Brain MRI detects strokes, tumors, multiple sclerosis, aneurysms, AVMs, hemorrhages of various ages, infections like encephalitis and abscess, dementia-related atrophy, white matter disease, congenital malformations, hydrocephalus, pituitary adenomas, and acoustic neuromas. Functional MRI also maps eloquent cortex for neurosurgical planning. MR spectroscopy adds metabolic information useful in tumor grading and metabolic disorders. The brain remains MRI's most established and detailed application.

How long does an MRI take?

Most MRI exams take thirty to sixty minutes, though some studies like multiparametric prostate MRI or cardiac MRI can extend to ninety minutes.

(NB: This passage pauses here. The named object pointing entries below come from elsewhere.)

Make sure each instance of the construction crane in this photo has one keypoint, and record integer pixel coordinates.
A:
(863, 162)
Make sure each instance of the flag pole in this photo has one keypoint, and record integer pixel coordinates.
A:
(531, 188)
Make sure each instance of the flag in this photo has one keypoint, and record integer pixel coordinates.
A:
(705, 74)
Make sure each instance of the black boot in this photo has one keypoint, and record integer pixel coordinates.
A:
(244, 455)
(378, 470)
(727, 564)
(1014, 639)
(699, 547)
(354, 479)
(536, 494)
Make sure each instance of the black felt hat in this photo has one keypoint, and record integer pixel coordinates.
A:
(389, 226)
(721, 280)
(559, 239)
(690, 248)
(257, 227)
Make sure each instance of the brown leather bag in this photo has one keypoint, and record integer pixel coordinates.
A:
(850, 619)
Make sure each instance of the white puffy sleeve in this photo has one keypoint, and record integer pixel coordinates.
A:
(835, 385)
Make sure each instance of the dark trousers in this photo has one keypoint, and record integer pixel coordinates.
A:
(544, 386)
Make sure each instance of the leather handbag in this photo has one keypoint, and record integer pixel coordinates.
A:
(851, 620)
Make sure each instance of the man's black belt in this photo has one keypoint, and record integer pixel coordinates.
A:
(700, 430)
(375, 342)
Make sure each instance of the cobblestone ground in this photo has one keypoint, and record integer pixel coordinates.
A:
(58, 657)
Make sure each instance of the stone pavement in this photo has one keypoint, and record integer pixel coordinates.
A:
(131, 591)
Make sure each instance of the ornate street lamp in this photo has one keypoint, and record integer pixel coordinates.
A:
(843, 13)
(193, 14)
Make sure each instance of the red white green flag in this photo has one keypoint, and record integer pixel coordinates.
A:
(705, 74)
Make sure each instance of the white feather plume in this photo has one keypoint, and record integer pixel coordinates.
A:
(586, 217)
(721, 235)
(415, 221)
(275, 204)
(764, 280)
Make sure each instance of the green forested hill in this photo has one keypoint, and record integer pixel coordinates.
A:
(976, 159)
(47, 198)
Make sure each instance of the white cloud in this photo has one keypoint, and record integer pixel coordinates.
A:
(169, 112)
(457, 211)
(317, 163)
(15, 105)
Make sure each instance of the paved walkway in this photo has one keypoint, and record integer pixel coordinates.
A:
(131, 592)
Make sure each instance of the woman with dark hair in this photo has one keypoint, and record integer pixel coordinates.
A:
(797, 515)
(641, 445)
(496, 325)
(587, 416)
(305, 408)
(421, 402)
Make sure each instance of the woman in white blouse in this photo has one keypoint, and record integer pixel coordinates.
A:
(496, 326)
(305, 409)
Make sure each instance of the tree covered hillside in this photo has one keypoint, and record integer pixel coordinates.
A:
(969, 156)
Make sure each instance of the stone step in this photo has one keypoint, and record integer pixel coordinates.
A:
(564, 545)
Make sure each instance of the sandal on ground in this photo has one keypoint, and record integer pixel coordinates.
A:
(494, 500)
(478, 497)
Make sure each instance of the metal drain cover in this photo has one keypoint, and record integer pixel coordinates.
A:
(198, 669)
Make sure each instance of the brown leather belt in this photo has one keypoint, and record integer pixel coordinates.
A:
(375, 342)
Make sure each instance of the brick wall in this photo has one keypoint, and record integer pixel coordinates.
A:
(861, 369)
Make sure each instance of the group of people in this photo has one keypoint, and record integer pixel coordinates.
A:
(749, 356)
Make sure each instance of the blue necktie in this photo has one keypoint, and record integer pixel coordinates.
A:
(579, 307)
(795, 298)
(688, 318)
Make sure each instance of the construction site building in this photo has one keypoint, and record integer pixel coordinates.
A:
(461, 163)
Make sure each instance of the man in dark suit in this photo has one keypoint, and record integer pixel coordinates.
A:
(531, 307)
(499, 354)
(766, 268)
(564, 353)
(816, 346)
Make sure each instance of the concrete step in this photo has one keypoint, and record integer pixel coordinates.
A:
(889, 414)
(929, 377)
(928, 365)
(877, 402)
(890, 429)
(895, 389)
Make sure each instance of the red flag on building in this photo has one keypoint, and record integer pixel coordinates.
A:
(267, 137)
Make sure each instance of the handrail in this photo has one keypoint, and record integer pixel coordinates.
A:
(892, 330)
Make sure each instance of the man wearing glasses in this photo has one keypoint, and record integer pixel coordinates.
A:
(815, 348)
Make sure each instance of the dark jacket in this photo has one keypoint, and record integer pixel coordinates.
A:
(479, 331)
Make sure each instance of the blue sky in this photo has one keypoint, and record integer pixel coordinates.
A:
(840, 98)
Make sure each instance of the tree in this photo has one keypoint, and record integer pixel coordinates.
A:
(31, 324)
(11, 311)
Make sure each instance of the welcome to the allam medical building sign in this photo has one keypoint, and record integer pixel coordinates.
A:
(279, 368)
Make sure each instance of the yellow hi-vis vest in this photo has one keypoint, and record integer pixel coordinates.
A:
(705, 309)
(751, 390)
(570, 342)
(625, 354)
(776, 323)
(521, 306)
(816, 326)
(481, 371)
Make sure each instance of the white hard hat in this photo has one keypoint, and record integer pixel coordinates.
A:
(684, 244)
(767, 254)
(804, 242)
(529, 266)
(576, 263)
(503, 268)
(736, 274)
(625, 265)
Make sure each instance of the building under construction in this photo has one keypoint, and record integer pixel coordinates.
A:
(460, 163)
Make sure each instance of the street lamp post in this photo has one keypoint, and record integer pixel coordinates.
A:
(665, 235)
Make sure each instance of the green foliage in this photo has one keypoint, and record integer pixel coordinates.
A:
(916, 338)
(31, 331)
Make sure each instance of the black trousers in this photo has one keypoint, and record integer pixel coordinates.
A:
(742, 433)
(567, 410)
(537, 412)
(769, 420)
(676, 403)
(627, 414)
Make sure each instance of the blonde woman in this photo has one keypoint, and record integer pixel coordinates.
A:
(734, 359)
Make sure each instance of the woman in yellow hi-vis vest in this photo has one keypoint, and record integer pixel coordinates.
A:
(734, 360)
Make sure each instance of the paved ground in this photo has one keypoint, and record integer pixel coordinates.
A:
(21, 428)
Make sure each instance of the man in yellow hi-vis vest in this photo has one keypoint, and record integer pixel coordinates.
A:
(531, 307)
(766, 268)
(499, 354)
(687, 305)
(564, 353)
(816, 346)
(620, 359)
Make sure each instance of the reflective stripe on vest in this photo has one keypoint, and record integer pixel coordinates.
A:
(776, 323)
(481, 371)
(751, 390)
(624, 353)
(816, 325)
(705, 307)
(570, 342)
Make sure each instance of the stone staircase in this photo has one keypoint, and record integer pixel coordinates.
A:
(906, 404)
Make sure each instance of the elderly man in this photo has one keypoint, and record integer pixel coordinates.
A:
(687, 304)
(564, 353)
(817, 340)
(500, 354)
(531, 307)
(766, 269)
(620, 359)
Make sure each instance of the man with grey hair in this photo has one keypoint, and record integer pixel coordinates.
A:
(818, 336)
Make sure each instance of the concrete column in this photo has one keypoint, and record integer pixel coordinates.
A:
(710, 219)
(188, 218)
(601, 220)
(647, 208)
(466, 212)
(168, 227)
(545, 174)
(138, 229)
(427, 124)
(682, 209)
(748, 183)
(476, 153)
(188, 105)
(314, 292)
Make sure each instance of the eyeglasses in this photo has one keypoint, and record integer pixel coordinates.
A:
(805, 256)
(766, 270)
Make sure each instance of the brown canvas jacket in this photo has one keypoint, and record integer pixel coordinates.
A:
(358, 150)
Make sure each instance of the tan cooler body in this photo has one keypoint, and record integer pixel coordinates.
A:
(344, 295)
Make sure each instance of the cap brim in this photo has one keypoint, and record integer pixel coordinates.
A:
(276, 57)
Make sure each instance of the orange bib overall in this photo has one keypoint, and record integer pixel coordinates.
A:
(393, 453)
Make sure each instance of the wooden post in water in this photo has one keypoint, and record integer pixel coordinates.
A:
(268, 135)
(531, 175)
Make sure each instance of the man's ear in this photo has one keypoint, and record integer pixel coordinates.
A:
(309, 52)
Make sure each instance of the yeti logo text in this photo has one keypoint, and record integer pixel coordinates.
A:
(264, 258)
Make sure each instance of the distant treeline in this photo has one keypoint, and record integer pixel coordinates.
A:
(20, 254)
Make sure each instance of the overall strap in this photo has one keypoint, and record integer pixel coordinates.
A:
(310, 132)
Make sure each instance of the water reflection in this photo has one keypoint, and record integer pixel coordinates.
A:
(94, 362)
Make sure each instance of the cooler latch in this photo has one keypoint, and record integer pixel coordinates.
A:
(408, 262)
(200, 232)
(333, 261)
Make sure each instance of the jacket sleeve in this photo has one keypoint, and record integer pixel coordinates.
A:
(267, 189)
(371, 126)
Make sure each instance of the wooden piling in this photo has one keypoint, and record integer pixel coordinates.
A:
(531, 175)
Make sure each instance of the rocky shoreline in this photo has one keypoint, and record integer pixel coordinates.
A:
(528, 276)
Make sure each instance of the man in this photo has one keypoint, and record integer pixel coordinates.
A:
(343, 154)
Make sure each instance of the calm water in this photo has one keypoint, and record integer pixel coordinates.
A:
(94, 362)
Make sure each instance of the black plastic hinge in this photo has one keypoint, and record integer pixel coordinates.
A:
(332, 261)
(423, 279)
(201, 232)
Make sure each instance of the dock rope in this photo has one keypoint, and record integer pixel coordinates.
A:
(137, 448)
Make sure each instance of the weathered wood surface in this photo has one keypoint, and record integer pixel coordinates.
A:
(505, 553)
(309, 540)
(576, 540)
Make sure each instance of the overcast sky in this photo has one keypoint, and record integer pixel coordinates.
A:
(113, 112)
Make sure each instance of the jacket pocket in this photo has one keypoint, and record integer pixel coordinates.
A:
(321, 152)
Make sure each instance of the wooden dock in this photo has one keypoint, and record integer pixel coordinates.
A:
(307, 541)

Abbreviated protocols for breast cancer screening or hepatocellular carcinoma surveillance now run in under fifteen minutes. Scan time depends on the body part, number of sequences, contrast use, and patient cooperation. New AI-accelerated sequences have cut typical times in half at many modern centers.

Is contrast always needed for MRI to detect disease?

No, many MRI exams are diagnostic without contrast. Routine spine, joint, and stroke evaluations typically do not require contrast. Gadolinium is reserved for tumor characterization, infection, active demyelination, vascular imaging, and post-surgical assessments. Your radiologist tailors the protocol to the clinical question. If your physician orders contrast, it is because the additional information meaningfully changes diagnostic accuracy. Discuss kidney function and prior reactions beforehand.

Can MRI detect anxiety, depression, or psychiatric conditions?

Standard clinical MRI cannot diagnose psychiatric illnesses, which are based on symptom criteria rather than structural findings. However, advanced research techniques like functional MRI and diffusion tensor imaging reveal differences in brain connectivity and white matter integrity in depression, schizophrenia, and PTSD. These are research tools, not clinical diagnostics. MRI is used clinically in psychiatry primarily to rule out structural causes of psychiatric symptoms like tumors or vascular disease.

What are signs that I might need an MRI?

Common reasons to order MRI include persistent unexplained pain, neurological symptoms like weakness or numbness, suspected stroke, severe headaches with red flag features, joint instability after injury, abnormal findings on x-ray or ultrasound requiring further characterization, follow-up of known cancer, and surgical planning. Your provider weighs symptoms, exam findings, prior imaging, and risk factors before ordering. MRI is rarely a first-line study unless suspicion for soft tissue pathology is high.